Palo Alto Networks releases fixes for zero-day as attackers swarm VPN vulnerability

Palo Alto Networks has released fixes for a zero-day vulnerability affecting its GlobalProtect VPN product that is being targeted following its disclosure last week. 

Hotfixes for the vulnerability — labeled CVE-2024-3400 — were published on Sunday, as promised in an urgent notice about the bug on Friday morning. The zero-day carries the highest severity score possible of 10.

Security company Volexity, which Palo Alto credited with discovering the bug, said it “is highly likely” the attacker behind the exploitation is a state-backed threat actor and that the first attacks date back to at least March 26.

Palo Alto said it is “aware of a limited number of attacks,” and Volexity detailed at least six incidents in its rundown of how the bug was initially found. 

Multiple cybersecurity experts said that since Friday’s notice attackers have swarmed the vulnerability seeking to exploit it — something Volexity warned of in its blog post on Friday. 

Researchers found thousands of vulnerable instances of the tool exposed to the internet around the world, and one cybersecurity company said it saw “actors possibly associated with BianLian/Lazarus” targeting the vulnerability. 

Yaron Kassner, co-founder of cybersecurity firm Silverfort, told Recorded Future News that the vulnerability is a boon to attackers because the devices are accessible from the internet and allow entry into victim networks — enabling hackers to move laterally once inside. 

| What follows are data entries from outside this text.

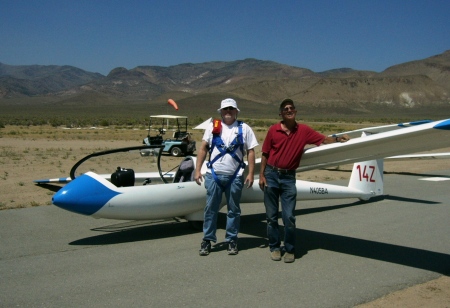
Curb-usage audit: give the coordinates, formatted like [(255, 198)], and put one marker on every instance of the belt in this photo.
[(284, 171)]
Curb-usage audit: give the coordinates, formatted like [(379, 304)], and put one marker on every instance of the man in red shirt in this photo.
[(281, 153)]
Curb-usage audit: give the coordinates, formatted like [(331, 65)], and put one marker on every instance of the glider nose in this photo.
[(84, 195)]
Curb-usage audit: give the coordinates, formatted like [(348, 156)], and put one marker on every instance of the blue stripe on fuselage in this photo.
[(443, 125), (84, 195)]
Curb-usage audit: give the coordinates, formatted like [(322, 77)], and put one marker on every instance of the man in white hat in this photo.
[(227, 141)]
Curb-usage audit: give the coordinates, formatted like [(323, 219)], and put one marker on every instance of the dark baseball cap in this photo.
[(286, 101)]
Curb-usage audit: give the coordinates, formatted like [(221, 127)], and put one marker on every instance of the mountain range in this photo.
[(413, 87)]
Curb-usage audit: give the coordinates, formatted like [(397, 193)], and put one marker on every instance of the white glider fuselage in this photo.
[(92, 195)]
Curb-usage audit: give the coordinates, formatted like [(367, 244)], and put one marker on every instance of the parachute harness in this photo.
[(217, 142)]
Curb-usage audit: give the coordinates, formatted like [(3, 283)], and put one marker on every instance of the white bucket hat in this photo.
[(228, 102)]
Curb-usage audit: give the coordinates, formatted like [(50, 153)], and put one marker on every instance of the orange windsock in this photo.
[(172, 102)]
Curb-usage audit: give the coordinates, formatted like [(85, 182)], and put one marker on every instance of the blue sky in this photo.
[(100, 35)]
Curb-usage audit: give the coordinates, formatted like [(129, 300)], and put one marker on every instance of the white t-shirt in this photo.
[(227, 164)]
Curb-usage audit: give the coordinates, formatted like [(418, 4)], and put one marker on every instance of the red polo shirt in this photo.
[(285, 151)]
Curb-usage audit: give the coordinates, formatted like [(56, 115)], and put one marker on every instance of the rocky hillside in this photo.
[(259, 85)]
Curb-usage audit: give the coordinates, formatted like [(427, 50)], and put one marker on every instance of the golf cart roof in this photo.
[(168, 117)]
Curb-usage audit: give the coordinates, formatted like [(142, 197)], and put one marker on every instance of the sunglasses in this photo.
[(286, 109)]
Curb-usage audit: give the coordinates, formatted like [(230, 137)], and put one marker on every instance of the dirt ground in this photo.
[(27, 154)]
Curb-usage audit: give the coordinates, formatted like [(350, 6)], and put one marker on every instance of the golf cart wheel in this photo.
[(175, 151)]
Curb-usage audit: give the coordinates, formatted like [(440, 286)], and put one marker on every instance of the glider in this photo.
[(93, 195)]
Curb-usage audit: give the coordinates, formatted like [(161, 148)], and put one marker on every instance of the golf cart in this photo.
[(180, 143)]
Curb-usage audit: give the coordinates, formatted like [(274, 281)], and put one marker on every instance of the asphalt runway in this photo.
[(348, 253)]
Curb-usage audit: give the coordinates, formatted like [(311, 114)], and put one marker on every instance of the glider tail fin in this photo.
[(368, 177)]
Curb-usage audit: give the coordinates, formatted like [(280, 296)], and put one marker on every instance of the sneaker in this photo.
[(232, 248), (205, 248), (289, 257), (275, 255)]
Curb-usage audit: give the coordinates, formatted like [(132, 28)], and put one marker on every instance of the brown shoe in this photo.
[(275, 255), (289, 257)]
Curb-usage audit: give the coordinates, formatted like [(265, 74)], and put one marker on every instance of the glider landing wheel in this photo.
[(175, 151), (197, 225)]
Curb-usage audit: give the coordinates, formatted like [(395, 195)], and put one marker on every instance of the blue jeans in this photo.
[(214, 198), (280, 187)]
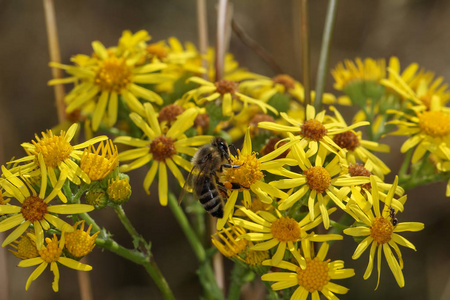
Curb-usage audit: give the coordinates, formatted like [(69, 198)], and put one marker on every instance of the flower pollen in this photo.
[(226, 86), (51, 252), (113, 75), (434, 123), (34, 209), (98, 164), (315, 276), (54, 149), (285, 229), (313, 130), (79, 243), (381, 230), (169, 113), (162, 148), (25, 247), (285, 80), (249, 171), (359, 170), (347, 140), (318, 179)]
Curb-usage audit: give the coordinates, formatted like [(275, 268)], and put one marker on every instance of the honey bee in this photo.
[(394, 220), (208, 162)]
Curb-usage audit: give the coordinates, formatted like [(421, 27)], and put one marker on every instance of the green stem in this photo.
[(206, 273), (126, 222), (325, 53), (304, 37), (237, 281), (144, 258), (402, 173), (138, 257)]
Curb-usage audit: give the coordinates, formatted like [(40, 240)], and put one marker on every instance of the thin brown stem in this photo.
[(257, 48), (202, 26), (217, 258), (84, 282), (55, 56), (221, 38), (304, 36)]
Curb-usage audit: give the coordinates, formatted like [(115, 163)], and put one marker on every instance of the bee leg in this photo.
[(233, 186), (229, 166)]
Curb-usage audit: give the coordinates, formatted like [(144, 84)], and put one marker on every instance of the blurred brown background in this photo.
[(414, 30)]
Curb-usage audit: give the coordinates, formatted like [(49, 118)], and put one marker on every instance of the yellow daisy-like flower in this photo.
[(429, 131), (25, 247), (349, 72), (51, 254), (312, 279), (313, 131), (79, 242), (57, 153), (423, 83), (357, 148), (324, 176), (162, 150), (98, 164), (35, 208), (381, 230), (274, 230), (250, 176), (108, 78), (226, 91)]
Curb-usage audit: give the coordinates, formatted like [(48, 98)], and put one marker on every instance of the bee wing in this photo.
[(186, 185)]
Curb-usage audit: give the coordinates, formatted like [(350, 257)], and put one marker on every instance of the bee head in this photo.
[(220, 144)]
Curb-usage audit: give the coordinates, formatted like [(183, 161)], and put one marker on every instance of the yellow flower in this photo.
[(312, 132), (226, 91), (57, 153), (429, 131), (324, 176), (79, 242), (25, 247), (162, 150), (312, 279), (250, 176), (350, 72), (357, 148), (274, 230), (109, 77), (98, 164), (422, 84), (381, 232), (51, 254), (35, 208)]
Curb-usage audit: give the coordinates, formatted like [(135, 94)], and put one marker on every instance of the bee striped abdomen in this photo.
[(209, 196)]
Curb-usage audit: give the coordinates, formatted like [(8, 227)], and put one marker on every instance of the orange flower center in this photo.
[(434, 123), (226, 86), (285, 229), (170, 113), (285, 80), (381, 230), (249, 171), (51, 252), (318, 179), (113, 75), (347, 140), (157, 50), (313, 130), (162, 148), (34, 209), (315, 276), (54, 149), (359, 170)]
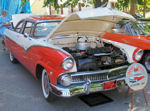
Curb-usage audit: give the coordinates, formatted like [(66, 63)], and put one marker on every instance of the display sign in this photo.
[(136, 76)]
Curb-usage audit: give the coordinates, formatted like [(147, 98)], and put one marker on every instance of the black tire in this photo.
[(46, 89), (146, 61), (12, 58)]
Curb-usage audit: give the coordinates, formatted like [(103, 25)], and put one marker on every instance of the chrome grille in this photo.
[(99, 77)]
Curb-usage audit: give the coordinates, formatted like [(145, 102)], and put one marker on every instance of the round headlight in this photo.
[(65, 80), (67, 64), (138, 55)]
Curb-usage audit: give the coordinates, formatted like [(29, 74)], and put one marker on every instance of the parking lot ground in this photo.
[(20, 91)]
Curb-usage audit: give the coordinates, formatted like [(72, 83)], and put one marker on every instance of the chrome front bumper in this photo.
[(87, 86)]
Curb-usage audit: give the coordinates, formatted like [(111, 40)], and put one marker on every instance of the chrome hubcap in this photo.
[(45, 84)]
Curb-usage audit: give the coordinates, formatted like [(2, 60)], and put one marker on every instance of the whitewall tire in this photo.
[(46, 89)]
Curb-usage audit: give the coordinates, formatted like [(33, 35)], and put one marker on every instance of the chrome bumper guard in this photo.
[(88, 85)]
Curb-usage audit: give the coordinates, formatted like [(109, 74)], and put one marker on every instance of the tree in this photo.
[(122, 5), (55, 4)]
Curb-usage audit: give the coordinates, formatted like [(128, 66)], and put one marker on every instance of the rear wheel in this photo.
[(146, 61), (12, 58), (45, 83)]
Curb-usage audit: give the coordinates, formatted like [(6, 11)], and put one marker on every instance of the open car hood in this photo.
[(90, 22)]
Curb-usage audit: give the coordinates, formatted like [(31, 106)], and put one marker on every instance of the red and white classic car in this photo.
[(72, 59), (132, 33)]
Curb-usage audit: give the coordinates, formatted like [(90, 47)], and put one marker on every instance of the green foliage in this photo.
[(67, 3), (121, 4)]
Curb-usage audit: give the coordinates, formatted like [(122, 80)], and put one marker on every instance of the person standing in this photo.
[(4, 23)]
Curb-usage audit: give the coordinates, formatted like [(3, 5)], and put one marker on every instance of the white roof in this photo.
[(94, 22)]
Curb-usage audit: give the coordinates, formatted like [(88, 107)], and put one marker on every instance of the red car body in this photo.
[(51, 50)]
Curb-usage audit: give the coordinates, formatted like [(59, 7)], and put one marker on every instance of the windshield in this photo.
[(44, 28), (140, 28)]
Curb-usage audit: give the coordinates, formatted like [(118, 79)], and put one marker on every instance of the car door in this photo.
[(25, 42)]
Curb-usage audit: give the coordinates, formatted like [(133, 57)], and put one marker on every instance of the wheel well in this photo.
[(145, 52), (39, 70)]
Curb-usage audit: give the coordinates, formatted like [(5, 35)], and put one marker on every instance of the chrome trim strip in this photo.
[(97, 72)]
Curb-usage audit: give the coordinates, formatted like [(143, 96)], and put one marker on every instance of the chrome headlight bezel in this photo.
[(64, 80), (138, 55), (68, 63)]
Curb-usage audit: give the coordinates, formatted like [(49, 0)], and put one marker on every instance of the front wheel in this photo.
[(45, 83), (146, 61), (12, 58)]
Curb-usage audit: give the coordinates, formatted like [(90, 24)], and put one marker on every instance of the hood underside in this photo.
[(90, 22)]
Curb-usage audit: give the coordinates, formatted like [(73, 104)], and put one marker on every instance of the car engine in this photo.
[(95, 55)]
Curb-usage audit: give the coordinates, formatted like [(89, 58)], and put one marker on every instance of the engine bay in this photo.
[(95, 55)]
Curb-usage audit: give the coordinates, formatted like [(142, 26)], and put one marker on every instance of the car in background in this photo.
[(72, 59), (133, 33)]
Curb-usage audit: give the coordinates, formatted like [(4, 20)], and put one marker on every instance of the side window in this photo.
[(28, 28), (19, 27)]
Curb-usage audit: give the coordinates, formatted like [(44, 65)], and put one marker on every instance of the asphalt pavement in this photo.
[(20, 91)]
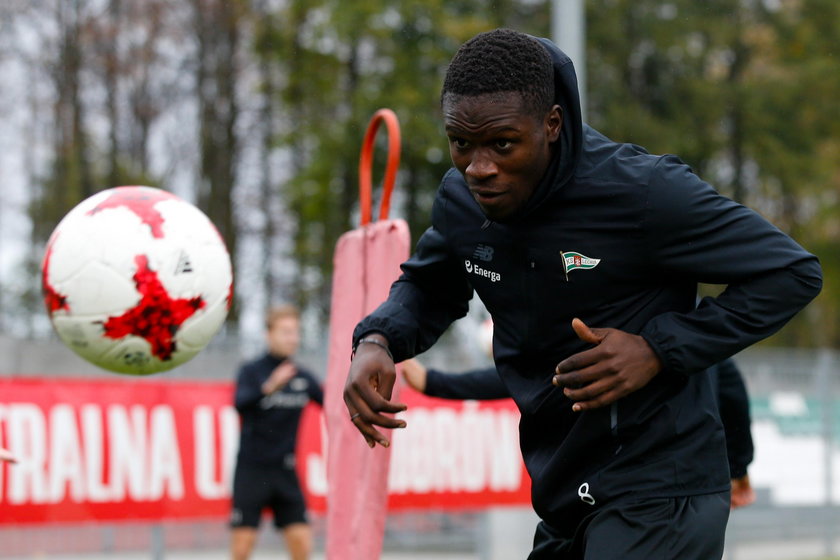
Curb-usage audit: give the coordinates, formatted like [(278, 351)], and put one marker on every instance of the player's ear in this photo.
[(553, 123)]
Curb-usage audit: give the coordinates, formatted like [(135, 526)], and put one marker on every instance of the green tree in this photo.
[(342, 61)]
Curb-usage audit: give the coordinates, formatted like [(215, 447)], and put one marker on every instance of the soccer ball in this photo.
[(136, 280)]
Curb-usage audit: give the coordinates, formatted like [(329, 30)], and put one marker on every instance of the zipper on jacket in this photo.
[(614, 424)]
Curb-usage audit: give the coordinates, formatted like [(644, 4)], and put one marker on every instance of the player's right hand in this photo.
[(367, 393)]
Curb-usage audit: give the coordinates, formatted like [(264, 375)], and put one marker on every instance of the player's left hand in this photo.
[(619, 364)]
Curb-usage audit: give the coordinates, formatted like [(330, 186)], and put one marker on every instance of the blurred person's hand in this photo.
[(414, 374), (742, 492)]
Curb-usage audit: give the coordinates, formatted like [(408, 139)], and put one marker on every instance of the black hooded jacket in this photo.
[(619, 238)]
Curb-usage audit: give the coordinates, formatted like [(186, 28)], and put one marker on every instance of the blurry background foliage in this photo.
[(255, 110)]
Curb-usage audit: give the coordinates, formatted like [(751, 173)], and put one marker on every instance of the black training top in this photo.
[(270, 422), (619, 238), (731, 391)]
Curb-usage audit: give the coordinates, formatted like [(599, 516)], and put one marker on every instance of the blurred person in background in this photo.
[(271, 393), (587, 253)]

“Silverfort is seeing increased attacker activity following the publication of CVE-2024-3400,” he said. 

“Once the attacker compromises the device, the next stage is to move laterally to gain access to sensitive assets inside the network, as reported by Volexity. The attackers need credentials to do it, and they naturally used the same service account used by GlobalProtect.” 

The Cybersecurity and Infrastructure Security Agency (CISA) added the VPN flaw to its list of known exploited vulnerabilities almost immediately, signaling urgency in the need for federal agencies to patch the bug. 

Palo Alto Networks’ own security team, Unit 42, attributed the initial targeting of the vulnerability to a single threat actor but noted that “additional threat actors may attempt exploitation in the future.”